A Narrow News Peg, Not a Broader Market Call
It is worth being precise about what this story is and is not. Saylor made a clear statement of belief during a podcast interview. He did not announce a specific new purchase, disclose a dollar amount, or reference a board resolution.
The quote functions as a reaffirmation of existing strategy rather than a new development. Its news value lies in the directness of the language and the platform on which it was delivered, Bankless being one of the most widely followed crypto-native media channels.
Readers interested in how unusual weather events and market manipulation intersect with prediction markets may also find context in recent reporting on a hair dryer potentially manipulating a Paris weather sensor tied to a $34K Polymarket outcome, another example of how conviction and incentives shape behavior in crypto-adjacent markets.
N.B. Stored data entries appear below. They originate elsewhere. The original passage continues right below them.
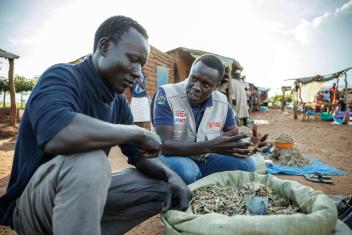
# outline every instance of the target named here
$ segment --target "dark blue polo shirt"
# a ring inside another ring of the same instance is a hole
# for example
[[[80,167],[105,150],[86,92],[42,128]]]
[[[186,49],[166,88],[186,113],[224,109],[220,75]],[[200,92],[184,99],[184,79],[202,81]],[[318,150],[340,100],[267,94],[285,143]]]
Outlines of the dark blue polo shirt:
[[[213,99],[212,99],[212,96],[209,96],[209,98],[205,100],[201,105],[191,106],[193,116],[196,121],[197,131],[198,131],[200,122],[202,121],[203,114],[206,107],[210,107],[212,105],[213,105]],[[174,125],[174,117],[173,117],[171,108],[169,106],[169,103],[167,102],[165,91],[161,87],[158,88],[158,91],[155,97],[153,123],[155,126],[157,125],[173,126]],[[228,105],[224,129],[233,125],[236,125],[236,119],[230,105]]]
[[[91,57],[77,65],[52,66],[34,87],[21,121],[8,188],[0,198],[0,224],[12,226],[16,199],[36,169],[55,157],[43,152],[45,143],[77,113],[109,123],[133,123],[125,97],[109,90],[93,67]],[[131,164],[141,157],[134,143],[120,147]],[[104,151],[108,155],[110,148]]]

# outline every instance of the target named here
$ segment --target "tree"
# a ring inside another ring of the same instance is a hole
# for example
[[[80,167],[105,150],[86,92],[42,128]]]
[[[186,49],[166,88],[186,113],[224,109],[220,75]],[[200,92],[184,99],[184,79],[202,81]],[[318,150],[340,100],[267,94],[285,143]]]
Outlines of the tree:
[[[23,93],[31,91],[36,84],[38,78],[27,79],[21,75],[15,75],[14,79],[16,93],[21,93],[21,108],[23,101]],[[0,79],[0,92],[4,92],[3,107],[5,107],[6,92],[9,91],[9,84],[6,79]]]
[[[5,107],[6,91],[9,90],[9,84],[7,80],[0,79],[0,92],[4,92],[4,99],[2,101],[2,107]]]
[[[36,83],[35,79],[27,79],[24,76],[15,76],[16,93],[21,93],[21,108],[23,108],[23,92],[31,91]]]

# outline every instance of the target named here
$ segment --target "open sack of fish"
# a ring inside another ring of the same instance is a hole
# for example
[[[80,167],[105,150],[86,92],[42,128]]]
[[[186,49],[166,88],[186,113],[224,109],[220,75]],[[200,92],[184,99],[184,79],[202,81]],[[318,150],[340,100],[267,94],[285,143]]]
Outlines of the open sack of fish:
[[[288,134],[281,134],[274,141],[274,151],[270,157],[273,163],[282,166],[305,166],[312,164],[294,147],[295,140]]]
[[[187,210],[162,215],[165,234],[333,234],[337,221],[322,192],[272,175],[227,171],[189,188]]]

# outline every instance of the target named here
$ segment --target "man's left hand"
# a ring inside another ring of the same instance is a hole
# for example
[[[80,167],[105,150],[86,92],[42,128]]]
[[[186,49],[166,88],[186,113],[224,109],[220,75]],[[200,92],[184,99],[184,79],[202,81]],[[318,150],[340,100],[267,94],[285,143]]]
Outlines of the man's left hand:
[[[192,198],[192,192],[189,190],[183,180],[176,174],[168,178],[170,195],[167,195],[163,212],[169,209],[184,211],[188,208],[188,203]]]

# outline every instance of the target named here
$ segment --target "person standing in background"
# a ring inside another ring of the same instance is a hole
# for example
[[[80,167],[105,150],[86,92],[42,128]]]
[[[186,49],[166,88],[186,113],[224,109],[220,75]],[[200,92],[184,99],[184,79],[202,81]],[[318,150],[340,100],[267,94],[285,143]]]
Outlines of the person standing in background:
[[[146,79],[146,76],[141,76],[133,83],[130,108],[133,123],[150,130],[150,102],[147,95]]]
[[[249,118],[247,95],[245,82],[244,79],[241,78],[240,70],[237,70],[234,73],[234,78],[231,79],[231,85],[233,88],[232,105],[236,112],[236,116],[242,120],[244,126],[247,126]]]

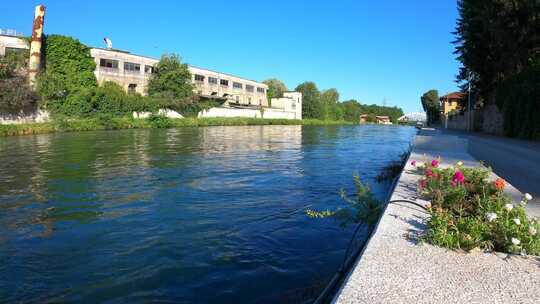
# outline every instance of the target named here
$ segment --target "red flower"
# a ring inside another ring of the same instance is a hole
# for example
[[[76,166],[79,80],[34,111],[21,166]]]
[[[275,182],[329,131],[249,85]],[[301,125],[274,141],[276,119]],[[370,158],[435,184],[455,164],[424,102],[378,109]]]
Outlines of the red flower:
[[[493,186],[495,186],[495,189],[503,191],[506,186],[506,181],[499,177],[493,182]]]
[[[458,184],[463,186],[465,184],[465,175],[463,175],[463,172],[456,170],[450,184],[452,187],[456,187]]]
[[[419,186],[420,186],[420,190],[424,189],[427,184],[426,184],[426,180],[425,179],[421,179],[420,180],[420,183],[419,183]]]
[[[437,168],[437,167],[439,166],[439,161],[436,160],[436,159],[432,160],[432,161],[431,161],[431,166],[432,166],[433,168]]]
[[[413,167],[416,167],[416,161],[413,160],[413,161],[411,162],[411,165],[412,165]]]
[[[435,173],[433,173],[433,170],[431,168],[426,169],[426,176],[427,177],[435,177]]]

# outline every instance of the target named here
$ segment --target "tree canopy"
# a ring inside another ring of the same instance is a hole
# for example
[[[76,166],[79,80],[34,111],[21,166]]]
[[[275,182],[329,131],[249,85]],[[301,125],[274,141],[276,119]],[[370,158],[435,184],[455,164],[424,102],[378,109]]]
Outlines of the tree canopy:
[[[337,89],[330,88],[319,92],[317,85],[312,81],[301,83],[295,90],[303,95],[302,116],[304,118],[359,122],[360,115],[366,114],[370,122],[375,121],[375,116],[389,116],[393,122],[397,122],[397,119],[403,115],[403,110],[398,107],[363,105],[355,99],[340,102]]]
[[[457,81],[480,104],[496,104],[511,136],[540,139],[540,1],[458,1]]]
[[[268,91],[266,92],[268,101],[272,100],[272,98],[283,97],[283,93],[287,91],[285,83],[277,78],[266,79],[263,83],[268,86]]]
[[[148,81],[148,95],[185,100],[193,97],[193,85],[188,65],[176,54],[164,54],[154,67]]]
[[[441,105],[439,102],[439,92],[437,90],[429,90],[420,97],[422,107],[426,112],[427,123],[433,124],[440,120]]]
[[[321,93],[312,81],[299,84],[295,91],[302,93],[302,117],[321,118]]]

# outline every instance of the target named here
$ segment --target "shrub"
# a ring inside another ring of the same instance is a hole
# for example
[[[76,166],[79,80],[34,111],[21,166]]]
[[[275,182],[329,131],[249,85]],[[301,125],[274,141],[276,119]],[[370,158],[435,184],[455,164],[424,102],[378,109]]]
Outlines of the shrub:
[[[122,115],[131,110],[126,106],[127,99],[127,94],[120,85],[106,81],[95,89],[91,103],[97,113]]]
[[[441,169],[439,161],[419,166],[419,190],[431,199],[425,239],[451,249],[540,254],[540,223],[530,219],[526,194],[514,205],[504,193],[505,181],[490,181],[490,170],[464,168],[461,163]]]
[[[17,114],[34,111],[38,96],[26,83],[26,78],[16,76],[0,79],[0,112]]]
[[[158,129],[167,129],[173,126],[173,122],[170,118],[156,114],[150,115],[150,117],[148,117],[148,122],[153,128]]]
The April 13 Bankless interview remains the primary source for Saylor’s remarks. No follow-up purchases or corporate filings have been announced in connection with the statement.
Disclaimer: This article is for informational purposes only and does not constitute financial or investment advice. Cryptocurrency and digital asset markets carry significant risk. Always do your own research before making decisions.